ISLAMABAD: The World Bank may extend a $100 million loan to supplement Pakistan’s efforts in reaching out the poorest of the poor through its largest social safety net, the Benazir Income Support Programme (BISP).
The preparatory mission of the Washington-based lending agency has already reached the country, which will meet different stakeholders, according to the officials. The officials said that loan preparations are expected to be completed by end of this year.
If approved by the WB board, it will be the third financing by the global lender. WB has already extended two loans, amounting to $210 million. It gave the second loan of $150 million in March 2012, which was originally planned to be closed in June this year. However, the World Bank has granted six months extension aimed at facilitating the government in initialing the work on the National Socio-Economic Registry (NSER).
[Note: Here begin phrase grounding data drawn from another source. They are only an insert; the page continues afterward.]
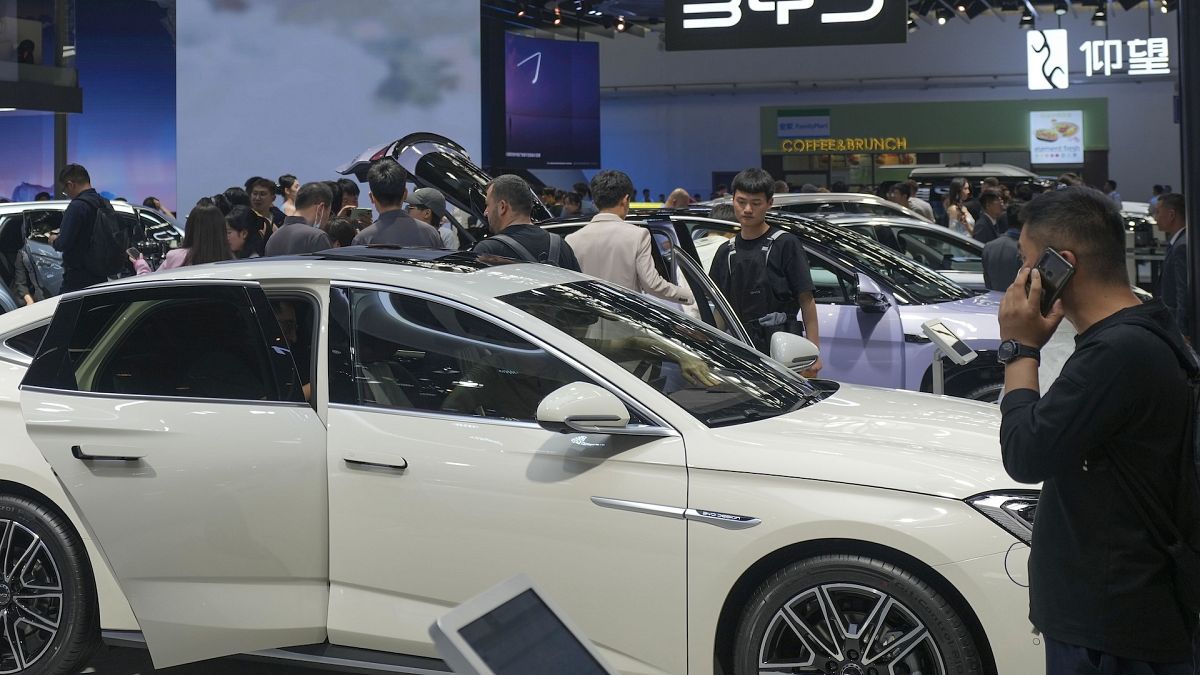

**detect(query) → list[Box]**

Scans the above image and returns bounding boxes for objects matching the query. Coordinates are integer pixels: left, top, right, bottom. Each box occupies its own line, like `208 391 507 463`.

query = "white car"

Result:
0 248 1042 675
705 192 931 223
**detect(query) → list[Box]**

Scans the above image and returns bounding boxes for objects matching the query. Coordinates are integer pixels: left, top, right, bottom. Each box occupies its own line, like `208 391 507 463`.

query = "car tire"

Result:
733 554 982 675
0 495 98 675
964 382 1004 404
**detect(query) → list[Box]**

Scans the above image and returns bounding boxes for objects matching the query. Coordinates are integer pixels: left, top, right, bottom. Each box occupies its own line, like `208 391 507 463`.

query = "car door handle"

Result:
71 445 145 462
343 452 408 472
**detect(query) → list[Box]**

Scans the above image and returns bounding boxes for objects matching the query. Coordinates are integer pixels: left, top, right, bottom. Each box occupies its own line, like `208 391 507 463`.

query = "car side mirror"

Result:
536 382 672 437
769 332 819 372
855 274 891 313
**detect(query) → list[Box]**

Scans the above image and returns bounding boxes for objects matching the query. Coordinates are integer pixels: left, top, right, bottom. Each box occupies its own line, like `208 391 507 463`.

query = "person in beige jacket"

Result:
565 170 695 306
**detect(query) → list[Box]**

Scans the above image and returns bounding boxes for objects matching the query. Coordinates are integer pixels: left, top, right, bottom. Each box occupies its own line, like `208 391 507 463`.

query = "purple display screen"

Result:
504 33 600 169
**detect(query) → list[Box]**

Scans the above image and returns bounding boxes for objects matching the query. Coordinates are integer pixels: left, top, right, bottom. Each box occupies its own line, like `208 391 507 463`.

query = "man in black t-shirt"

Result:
708 168 820 375
473 175 580 272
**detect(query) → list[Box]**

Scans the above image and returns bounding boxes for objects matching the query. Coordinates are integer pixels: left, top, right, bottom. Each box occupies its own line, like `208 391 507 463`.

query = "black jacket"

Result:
1000 301 1195 661
1160 231 1190 341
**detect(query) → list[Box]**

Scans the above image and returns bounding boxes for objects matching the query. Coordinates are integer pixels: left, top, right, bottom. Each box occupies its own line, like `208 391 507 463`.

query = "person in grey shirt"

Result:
263 182 333 256
353 159 443 248
982 203 1024 291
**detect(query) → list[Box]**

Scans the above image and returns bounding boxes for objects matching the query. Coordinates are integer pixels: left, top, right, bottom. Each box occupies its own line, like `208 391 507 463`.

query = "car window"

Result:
503 281 821 428
3 324 48 357
23 285 303 403
857 202 900 217
778 202 832 215
673 248 746 343
895 228 983 273
806 253 854 305
25 211 63 244
844 224 878 241
333 287 597 423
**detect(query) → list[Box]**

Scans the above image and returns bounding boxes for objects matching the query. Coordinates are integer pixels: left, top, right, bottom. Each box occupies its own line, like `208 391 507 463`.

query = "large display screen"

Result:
503 33 600 169
1029 110 1084 165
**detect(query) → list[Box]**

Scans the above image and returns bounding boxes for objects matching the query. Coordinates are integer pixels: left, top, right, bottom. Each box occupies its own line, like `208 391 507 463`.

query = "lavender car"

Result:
340 134 1006 402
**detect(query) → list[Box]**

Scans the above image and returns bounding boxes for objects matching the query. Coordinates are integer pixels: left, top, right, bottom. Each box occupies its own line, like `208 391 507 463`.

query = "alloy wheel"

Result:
0 520 62 674
757 583 946 675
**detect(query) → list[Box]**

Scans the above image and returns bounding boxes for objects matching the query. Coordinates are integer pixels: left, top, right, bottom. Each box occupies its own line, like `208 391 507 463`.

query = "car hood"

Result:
692 382 1021 499
898 291 1002 346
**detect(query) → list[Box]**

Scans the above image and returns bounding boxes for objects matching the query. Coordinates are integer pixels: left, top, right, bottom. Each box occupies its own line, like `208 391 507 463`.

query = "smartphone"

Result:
1029 247 1075 316
126 247 142 259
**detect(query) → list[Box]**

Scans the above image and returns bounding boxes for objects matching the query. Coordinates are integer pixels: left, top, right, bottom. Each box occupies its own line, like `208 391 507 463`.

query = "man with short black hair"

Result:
353 159 442 248
999 187 1197 671
559 192 582 218
1104 179 1122 209
473 174 579 271
264 182 333 256
53 163 115 292
708 168 820 373
337 178 361 210
566 169 693 305
1155 193 1189 341
982 203 1023 291
904 179 935 221
246 176 285 228
974 190 1004 244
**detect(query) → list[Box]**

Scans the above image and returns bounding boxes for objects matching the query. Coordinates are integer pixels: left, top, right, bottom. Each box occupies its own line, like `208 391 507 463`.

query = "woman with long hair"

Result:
279 174 299 216
225 205 268 259
159 204 234 269
945 177 975 237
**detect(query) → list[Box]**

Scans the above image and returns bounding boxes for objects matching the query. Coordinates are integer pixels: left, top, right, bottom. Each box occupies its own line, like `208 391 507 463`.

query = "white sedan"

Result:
0 248 1042 674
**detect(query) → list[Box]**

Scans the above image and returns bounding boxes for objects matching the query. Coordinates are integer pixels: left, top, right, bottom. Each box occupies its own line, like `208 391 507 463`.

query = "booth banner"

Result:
1029 110 1084 164
666 0 907 51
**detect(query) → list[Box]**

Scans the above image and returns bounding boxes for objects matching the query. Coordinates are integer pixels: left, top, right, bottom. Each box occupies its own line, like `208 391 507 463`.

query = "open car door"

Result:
18 281 329 668
336 132 552 248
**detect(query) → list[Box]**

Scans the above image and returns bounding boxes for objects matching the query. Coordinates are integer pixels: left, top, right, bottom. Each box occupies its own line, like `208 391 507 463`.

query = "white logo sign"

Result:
1027 29 1069 90
682 0 884 29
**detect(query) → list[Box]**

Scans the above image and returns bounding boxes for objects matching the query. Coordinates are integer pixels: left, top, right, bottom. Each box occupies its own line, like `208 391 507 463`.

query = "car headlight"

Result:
966 491 1039 545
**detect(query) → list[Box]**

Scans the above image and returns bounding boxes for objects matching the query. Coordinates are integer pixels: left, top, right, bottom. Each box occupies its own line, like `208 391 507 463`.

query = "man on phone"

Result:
998 187 1197 671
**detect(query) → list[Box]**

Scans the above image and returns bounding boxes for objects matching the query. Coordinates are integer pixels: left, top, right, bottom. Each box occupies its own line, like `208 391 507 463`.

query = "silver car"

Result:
706 192 930 222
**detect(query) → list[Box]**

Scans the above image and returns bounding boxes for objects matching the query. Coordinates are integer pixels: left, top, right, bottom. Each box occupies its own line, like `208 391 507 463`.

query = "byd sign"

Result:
666 0 907 51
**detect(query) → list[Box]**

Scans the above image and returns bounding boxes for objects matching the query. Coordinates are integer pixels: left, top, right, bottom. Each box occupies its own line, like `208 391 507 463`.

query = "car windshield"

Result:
501 281 821 428
774 217 973 304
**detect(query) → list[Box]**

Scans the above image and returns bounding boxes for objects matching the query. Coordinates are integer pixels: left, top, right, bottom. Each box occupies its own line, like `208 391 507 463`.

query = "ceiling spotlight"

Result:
516 2 526 17
1091 7 1106 25
1054 0 1069 15
1019 11 1034 29
936 8 951 24
907 16 919 32
616 15 627 31
955 2 966 11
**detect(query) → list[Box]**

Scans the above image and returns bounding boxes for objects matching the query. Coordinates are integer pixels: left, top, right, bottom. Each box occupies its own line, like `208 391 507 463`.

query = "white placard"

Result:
1029 111 1083 165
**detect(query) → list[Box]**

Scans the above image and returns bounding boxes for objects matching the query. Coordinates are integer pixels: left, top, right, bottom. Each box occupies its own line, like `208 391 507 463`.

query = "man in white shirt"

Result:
565 170 694 306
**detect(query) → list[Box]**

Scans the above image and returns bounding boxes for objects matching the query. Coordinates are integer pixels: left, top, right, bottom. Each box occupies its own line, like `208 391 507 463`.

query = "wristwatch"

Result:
997 339 1041 365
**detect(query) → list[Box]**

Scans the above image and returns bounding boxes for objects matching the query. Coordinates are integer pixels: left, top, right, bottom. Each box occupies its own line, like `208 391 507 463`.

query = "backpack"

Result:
1107 324 1200 615
491 232 566 267
77 192 130 278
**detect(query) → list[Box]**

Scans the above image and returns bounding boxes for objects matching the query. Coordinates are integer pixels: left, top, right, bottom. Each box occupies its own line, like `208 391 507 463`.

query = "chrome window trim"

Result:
18 384 314 409
56 278 262 303
332 282 678 435
0 320 50 367
329 402 545 430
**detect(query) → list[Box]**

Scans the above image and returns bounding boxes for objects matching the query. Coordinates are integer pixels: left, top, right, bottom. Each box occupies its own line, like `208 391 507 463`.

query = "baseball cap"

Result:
407 188 446 220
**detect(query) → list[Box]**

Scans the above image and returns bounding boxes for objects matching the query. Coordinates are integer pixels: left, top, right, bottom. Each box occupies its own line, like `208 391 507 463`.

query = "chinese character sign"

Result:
1028 33 1171 89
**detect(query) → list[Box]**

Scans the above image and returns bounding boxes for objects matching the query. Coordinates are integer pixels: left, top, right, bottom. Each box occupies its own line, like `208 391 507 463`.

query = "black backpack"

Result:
490 232 566 267
1108 323 1200 615
77 192 129 278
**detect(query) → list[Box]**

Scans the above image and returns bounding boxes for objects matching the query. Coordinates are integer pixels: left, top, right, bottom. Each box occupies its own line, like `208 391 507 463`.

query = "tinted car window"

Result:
503 281 821 428
807 254 854 305
24 285 303 402
339 288 590 422
895 228 984 273
4 324 48 357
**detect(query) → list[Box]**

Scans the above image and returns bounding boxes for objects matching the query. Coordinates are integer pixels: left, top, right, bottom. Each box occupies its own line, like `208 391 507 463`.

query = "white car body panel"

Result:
0 260 1044 674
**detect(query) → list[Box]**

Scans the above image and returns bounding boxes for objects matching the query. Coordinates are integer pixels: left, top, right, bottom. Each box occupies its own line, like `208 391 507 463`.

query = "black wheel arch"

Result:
712 538 998 675
919 350 1004 399
0 479 101 602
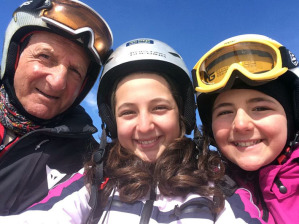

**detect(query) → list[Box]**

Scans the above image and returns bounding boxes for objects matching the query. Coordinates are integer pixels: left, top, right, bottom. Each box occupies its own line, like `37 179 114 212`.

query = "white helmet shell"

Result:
97 38 195 138
101 39 190 80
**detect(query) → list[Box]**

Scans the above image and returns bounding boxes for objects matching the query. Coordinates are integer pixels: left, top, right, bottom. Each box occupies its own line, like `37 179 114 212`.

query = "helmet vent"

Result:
104 57 113 65
169 52 181 59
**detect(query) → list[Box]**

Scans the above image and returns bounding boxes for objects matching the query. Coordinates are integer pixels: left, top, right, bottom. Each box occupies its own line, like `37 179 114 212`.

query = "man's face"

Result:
14 31 90 120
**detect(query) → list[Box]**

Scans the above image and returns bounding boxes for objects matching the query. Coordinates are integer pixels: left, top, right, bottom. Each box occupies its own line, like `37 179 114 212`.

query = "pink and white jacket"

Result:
259 147 299 223
0 168 267 224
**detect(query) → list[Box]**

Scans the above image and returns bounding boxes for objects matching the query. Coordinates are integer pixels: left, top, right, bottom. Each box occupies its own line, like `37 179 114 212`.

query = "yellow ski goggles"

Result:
192 36 297 93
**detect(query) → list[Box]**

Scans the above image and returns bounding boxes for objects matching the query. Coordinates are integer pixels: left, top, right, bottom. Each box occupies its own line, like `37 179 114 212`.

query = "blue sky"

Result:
1 0 299 140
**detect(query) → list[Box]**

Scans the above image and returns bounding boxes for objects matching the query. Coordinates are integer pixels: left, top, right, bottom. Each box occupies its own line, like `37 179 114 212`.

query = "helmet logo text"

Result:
130 51 166 58
19 1 33 8
126 39 154 47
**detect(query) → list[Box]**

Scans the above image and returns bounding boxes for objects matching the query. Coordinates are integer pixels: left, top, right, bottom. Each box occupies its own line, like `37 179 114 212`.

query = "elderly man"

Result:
0 0 113 215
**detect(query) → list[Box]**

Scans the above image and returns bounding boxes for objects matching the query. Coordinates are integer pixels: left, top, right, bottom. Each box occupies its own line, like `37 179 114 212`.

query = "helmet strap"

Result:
280 47 299 69
88 125 108 223
277 131 299 164
98 103 117 139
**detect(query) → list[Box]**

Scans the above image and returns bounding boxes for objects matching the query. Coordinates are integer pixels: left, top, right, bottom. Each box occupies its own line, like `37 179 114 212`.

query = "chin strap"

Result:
277 131 299 165
87 124 108 224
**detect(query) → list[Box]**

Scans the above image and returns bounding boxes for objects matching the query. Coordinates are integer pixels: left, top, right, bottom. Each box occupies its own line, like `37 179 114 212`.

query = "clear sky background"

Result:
1 0 299 141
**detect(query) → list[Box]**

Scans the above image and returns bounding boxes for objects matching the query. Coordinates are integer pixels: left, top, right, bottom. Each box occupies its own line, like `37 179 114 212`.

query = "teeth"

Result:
234 140 262 147
138 138 158 145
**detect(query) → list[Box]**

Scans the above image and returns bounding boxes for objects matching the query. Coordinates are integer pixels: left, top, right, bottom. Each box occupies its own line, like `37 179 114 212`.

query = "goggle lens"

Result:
199 42 278 85
42 0 112 63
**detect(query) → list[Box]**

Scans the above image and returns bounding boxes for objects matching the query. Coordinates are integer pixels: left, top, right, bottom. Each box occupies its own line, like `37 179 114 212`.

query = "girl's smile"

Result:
212 89 287 171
The registry will become the base for enrolling poorest people in BISP.
“In view of the good progress on BISP, WB is working with the government in preparing a follow-on safety net programme,” said a spokesman of the WB country office.
Economic Affairs Division (EAD) officials said that the $100 million loan proceeds would be used for the NSER survey, conditional cash transfers, improving management information system and ensuring better monitoring of the programme.
WB said its assistance for BISP is line with the lender’s priorities defined under Sustainable Development Goals (SDGs). The fresh loan will help reduce poverty, ensure inclusive and equitable quality education and promote lifelong learning opportunities.
WB said it stays committed to supporting Pakistan in advancing the social protection agenda as part of its on-going economic and subsidy reforms, which insulate the poor from any adverse impacts by providing income support as well as access to human development. WB had initially supported BISP through a $60 million loan.
BISP has established a NSER through the use of an objective targeting system, hosting a database of more than 27 million households. However, the data requires up-gradation due to concerns of inclusion of ineligible people and also many more people have fallen below the poverty line.
According to a recent revision in the poverty measurement methodology and release of poverty numbers, around 29% of Pakistan’s population or 59 million live below the poverty line and a significant proportion is vulnerable to poverty due to any adverse natural or idiosyncratic shock.
BISP will launch the new survey in June this year, which will be completed by end of 2017. BISP has also rolled out the Co-responsibility Cash Transfers (CCT) programme, linking cash transfers to primary school education, which is currently being implemented in 32 districts.